Chartering is a catalyst. It demonstrates that public education can be different and better. It proves that millions of families want something different, something better, something that helps children discover their gifts and unleash their potential.
This work was never supposed to be easy. Taking on monopolies and entrenched interests requires courage. Dr. Howard Fuller reminds us that freedom and progress require struggle and agitation. And as Frederick Douglass said so well, “Power concedes nothing without a demand. It never did and it never will.”
Chartering Is Systems Change
Ted Kolderie, who taught me that the biggest barrier to improving public education is not the people, but rather the system itself, calls chartering an “institutional innovation.” Not a program or reform, but a new design for public education.
Ted saw that the district system could take families for granted, treat teachers like labor, and reduce students to numbers. Before chartering, states and districts had tried nearly everything to force improvement: more money, new funding formulas, performance pay, test-based accountability, rewards, recognition—even public shaming. None of them worked.
Chartering offered a different path. Instead of mandates, it relied on a coalition of the willing. It invited people inside and outside of education to bring forward ideas for how to design and operate a school.
The word charter was never meant to be an adjective describing a type of school. It was a strategy for states to offer choice within public education and harness the dynamics of freedom, competition, opportunity, accountability, and voluntary action.
When Minnesota enacted the nation’s first charter law, it did not say what a school must be or prescribe a model. It essentially said, Go try. It gave policymakers and practitioners permission to think beyond the constraints of school districts and the one best system. It allowed for discovery, iteration, and finding better ways to organize and operate education, so it meets the personal needs of students and the public good of taxpayers.
Chartering is not a model to replicate.
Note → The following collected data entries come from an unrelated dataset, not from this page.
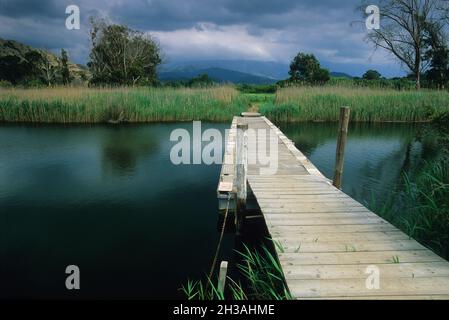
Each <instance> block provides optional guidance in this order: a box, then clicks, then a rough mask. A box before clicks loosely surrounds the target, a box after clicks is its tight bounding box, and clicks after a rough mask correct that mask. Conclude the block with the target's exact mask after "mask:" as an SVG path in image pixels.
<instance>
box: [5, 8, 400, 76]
mask: <svg viewBox="0 0 449 320" xmlns="http://www.w3.org/2000/svg"><path fill="white" fill-rule="evenodd" d="M375 2H376V1H374V0H373V4H375ZM71 4H75V5H78V6H79V8H80V11H81V29H80V30H72V31H69V30H67V29H66V27H65V20H66V18H67V15H66V13H65V11H66V7H67V6H68V5H71ZM359 4H360V0H344V1H342V0H68V1H67V0H0V37H1V38H5V39H13V40H17V41H21V42H24V43H26V44H29V45H32V46H35V47H39V48H45V49H48V50H52V51H54V52H59V51H60V48H66V49H68V51H69V53H70V56H71V59H72V60H74V61H75V62H77V63H83V64H84V63H86V62H87V60H88V54H89V49H90V48H89V24H88V22H87V20H88V17H89V16H96V17H105V18H108V19H109V20H110V21H111V22H116V23H124V24H127V25H129V26H131V27H133V28H135V29H139V30H142V31H146V32H149V33H151V34H152V35H154V36H155V38H157V40H158V41H159V42H160V44H161V47H162V49H163V51H164V55H165V57H166V60H167V61H170V62H178V61H189V60H212V59H213V60H216V59H221V60H228V59H229V60H236V59H249V60H262V61H276V62H283V63H288V62H289V61H290V60H291V59H292V57H293V56H294V55H295V54H296V53H297V52H298V51H303V52H311V53H314V54H315V55H316V56H317V57H318V58H319V59H320V61H321V62H322V64H323V65H324V66H325V67H327V68H329V69H331V70H332V71H340V72H347V73H350V74H352V75H361V74H362V73H363V72H364V71H366V70H367V69H371V68H375V69H378V70H379V71H381V73H382V74H383V75H385V76H396V75H402V74H403V70H402V68H401V66H400V65H398V64H397V63H396V61H395V60H393V59H392V58H391V57H390V56H389V55H387V54H385V52H383V51H377V52H374V50H373V47H372V45H370V44H368V43H366V42H365V41H364V37H365V35H366V32H367V30H366V29H365V28H364V27H363V24H360V23H355V24H354V22H355V21H357V20H360V15H359V13H358V12H356V10H355V8H356V7H357V6H358V5H359Z"/></svg>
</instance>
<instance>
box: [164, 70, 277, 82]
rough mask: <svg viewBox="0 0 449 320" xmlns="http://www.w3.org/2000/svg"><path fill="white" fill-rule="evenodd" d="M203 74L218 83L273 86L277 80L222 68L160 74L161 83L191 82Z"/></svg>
mask: <svg viewBox="0 0 449 320" xmlns="http://www.w3.org/2000/svg"><path fill="white" fill-rule="evenodd" d="M201 74H207V75H208V76H209V77H210V78H211V79H212V80H214V81H216V82H222V83H223V82H232V83H237V84H239V83H250V84H272V83H275V82H276V81H277V80H276V79H270V78H266V77H261V76H257V75H253V74H248V73H243V72H238V71H233V70H227V69H222V68H205V69H197V68H194V67H189V68H184V69H177V70H171V71H165V72H164V71H161V72H159V73H158V75H159V80H161V81H177V80H189V79H192V78H195V77H197V76H198V75H201Z"/></svg>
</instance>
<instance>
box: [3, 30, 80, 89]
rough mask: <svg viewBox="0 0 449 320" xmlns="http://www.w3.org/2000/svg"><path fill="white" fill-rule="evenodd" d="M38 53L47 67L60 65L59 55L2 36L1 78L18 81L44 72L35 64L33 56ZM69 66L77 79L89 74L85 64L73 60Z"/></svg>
mask: <svg viewBox="0 0 449 320" xmlns="http://www.w3.org/2000/svg"><path fill="white" fill-rule="evenodd" d="M36 54H37V55H40V56H41V57H42V58H43V59H44V61H45V63H44V64H45V65H46V67H47V69H50V68H52V67H54V68H56V67H58V66H59V63H60V59H59V57H57V56H56V55H55V54H53V53H51V52H49V51H45V50H41V49H36V48H33V47H31V46H28V45H25V44H23V43H20V42H17V41H14V40H4V39H1V38H0V79H3V80H8V81H10V82H12V83H16V82H20V81H21V80H23V78H29V77H33V76H35V77H38V76H39V74H40V73H42V74H44V73H45V72H46V71H45V70H40V69H39V68H40V67H39V66H36V65H33V57H35V56H36ZM68 66H69V70H70V73H71V75H72V77H74V80H75V81H77V80H78V81H82V79H83V78H86V77H88V76H89V74H88V70H87V69H86V68H85V67H83V66H79V65H77V64H74V63H71V62H69V63H68ZM30 69H33V72H34V73H35V74H31V70H30ZM34 69H35V70H34Z"/></svg>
It is a philosophy built on freedom, trust, responsibility, and results. Charters are supposed to listen, learn, adapt, and measure their success by the success of their students. Ted believed then, and still believes now, that the best ideas come from empowering those closest to the action: teachers and students.
Let’s Reignite Our Movement
Let’s reignite the spirit that made chartering a movement in the first place, the belief that public education can be better, that students deserve more, and that ordinary people with extraordinary purpose can change the world.
Our kids do not need another sector protecting its turf. They need a movement willing to fight for their future. A movement that attracts builders and doers who wake up every day believing change is possible and refuses to be boxed in by the rules of an old, outdated system.
So CharterFolk, let’s stand tall. Let’s link arms. Let’s act with courage and be bold by choice. And let’s do the work of a movement:
Push. Build. Innovate. Demand.
And let’s not stop until every child in every community gets the education they deserve.